Regulations set up after the 2007-2009 financial crisis that were designed to reign in excessive risk-taking by large banks have reduced their capacity to absorb large bond sales.
Electronic trading firms have taken a larger share of the market since the crisis more than a decade ago, but they tend to focus on the more liquid current issues, and make relatively smaller transactions than large banks. They may also reduce operations when volatility rises, as happened in March.
“The bifurcation and lack of liquidity have exposed structural problems that show that dealers don’t always have the balance sheet to absorb large one-way flows,” said Josh Holden, chief information officer at OpenDoor Securities, an electronic trading platform that focuses on older-issue Treasuries known as “off-the-runs.”
“Liquidity in the U.S. Treasury market has improved, but I think it will take a long time, if ever, to get back to what it was,” Holden said.
“Off-the-run” Treasuries, which comprise the largest share of the Treasury market, suffered from some of the worst liquidity problems in March. The cost of trading these securities remains elevated relative to February, with older-dated issues recovering the least.
For example, the cost of making a round-trip transaction in a 10-year Treasury that is around five-quarters old has declined to about $600 for every $1 million traded, down from more than $1,000 at the beginning of the month, according to OpenDoor Liquidity Scores. But that is still up from a cost of around $400 per $1 million bought and then sold in early February.
Analysts at JPMorgan said that liquidity measures including market depth and the price impact of flow imbalances remain stressed compared to longer-term averages.
Around 75% of the recent improvement in liquidity can also be attributed to high-frequency market makers, who pulled back last month.

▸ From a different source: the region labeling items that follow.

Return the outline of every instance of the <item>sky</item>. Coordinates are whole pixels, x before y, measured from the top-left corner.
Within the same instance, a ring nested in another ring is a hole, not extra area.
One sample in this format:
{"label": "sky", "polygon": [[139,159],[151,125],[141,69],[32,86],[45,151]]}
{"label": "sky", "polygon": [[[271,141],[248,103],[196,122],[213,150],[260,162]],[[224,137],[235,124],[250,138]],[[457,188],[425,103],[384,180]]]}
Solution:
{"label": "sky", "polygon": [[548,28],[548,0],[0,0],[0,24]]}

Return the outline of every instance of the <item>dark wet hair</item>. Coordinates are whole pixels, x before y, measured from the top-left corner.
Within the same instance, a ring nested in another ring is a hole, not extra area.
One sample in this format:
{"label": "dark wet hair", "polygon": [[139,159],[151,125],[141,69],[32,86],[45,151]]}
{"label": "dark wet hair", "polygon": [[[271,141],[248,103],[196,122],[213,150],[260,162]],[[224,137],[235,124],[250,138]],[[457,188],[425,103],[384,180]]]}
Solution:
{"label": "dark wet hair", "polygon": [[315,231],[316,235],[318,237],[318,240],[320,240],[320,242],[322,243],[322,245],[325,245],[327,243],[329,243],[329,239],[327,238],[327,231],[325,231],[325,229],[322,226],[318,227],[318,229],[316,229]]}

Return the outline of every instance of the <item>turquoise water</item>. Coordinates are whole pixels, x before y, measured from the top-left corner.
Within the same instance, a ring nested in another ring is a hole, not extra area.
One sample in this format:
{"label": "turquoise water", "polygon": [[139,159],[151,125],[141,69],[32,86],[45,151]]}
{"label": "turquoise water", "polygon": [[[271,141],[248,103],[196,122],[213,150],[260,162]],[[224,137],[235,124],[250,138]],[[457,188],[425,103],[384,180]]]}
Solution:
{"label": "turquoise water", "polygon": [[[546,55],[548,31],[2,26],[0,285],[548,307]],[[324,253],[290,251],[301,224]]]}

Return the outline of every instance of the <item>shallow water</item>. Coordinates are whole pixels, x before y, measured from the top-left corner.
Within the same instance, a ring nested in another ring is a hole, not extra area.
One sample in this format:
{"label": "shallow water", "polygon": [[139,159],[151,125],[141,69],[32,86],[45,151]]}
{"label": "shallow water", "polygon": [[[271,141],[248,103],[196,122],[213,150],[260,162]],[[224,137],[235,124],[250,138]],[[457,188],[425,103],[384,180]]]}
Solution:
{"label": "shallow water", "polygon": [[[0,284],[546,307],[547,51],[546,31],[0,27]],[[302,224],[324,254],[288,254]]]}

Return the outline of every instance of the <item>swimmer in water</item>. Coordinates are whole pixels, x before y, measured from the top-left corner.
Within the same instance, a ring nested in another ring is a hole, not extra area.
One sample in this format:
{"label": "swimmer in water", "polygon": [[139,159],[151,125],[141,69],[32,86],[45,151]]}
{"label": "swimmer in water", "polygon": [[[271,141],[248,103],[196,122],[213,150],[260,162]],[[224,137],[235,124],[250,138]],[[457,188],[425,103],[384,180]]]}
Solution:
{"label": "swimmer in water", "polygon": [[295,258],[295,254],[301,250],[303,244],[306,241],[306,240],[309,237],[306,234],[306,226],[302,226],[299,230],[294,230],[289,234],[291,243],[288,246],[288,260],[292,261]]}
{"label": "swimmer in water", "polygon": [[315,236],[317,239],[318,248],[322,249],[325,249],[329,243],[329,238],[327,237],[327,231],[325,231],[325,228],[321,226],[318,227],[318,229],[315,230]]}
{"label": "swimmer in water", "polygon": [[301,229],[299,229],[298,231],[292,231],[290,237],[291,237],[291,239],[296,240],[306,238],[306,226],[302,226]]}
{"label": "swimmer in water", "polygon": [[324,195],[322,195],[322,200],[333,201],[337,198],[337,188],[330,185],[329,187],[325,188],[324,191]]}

“These participants have only become more sensitive to realized volatility in recent years,” JPMorgan analysts Joshua Younger and Henry St John said in a report. “This suggests any gains could be taken back quite quickly if we see even a modest pick-up in volatility, restarting the vicious cycle.”
FED SUPPORTING MARKET
New volatility could make it more difficult for the Treasury Department to sell debt while it is dramatically increasing its issuance to pay for stimulus designed to blunt the economic devastation from the coronavirus outbreak.
The Treasury has so far seen strong demand for its increased issuance, which has been concentrated in Treasury bills. These have the shortest maturities.
As the U.S. government also increases sales of longer-dated debt, however, it is at risk of having to pay higher yields to sell the debt, especially if market conditions worsen.
Some investors including foreign central banks reduced purchases at auctions in March as volatility in the market rose.
There are some supports for the market, however. The Federal Reserve has purchased more than $2 trillion in bonds since February, which has helped to stabilize market conditions, and the U.S. central bank will continue buying up Treasuries and mortgage-backed debt, although at a slower pace.
The Fed said this month that it would temporarily provide some balance sheet relief by exempting Treasuries from bank calculations of the supplementary leverage ratio, giving the market an additional boost.
That “is a positive step and should help with market intermediation and market making,” said Jon Hill, a U.S. rates strategist at BMO Capital Markets in New York. “But at the end of the day this is the world’s biggest bond market and it’s about to get much bigger.”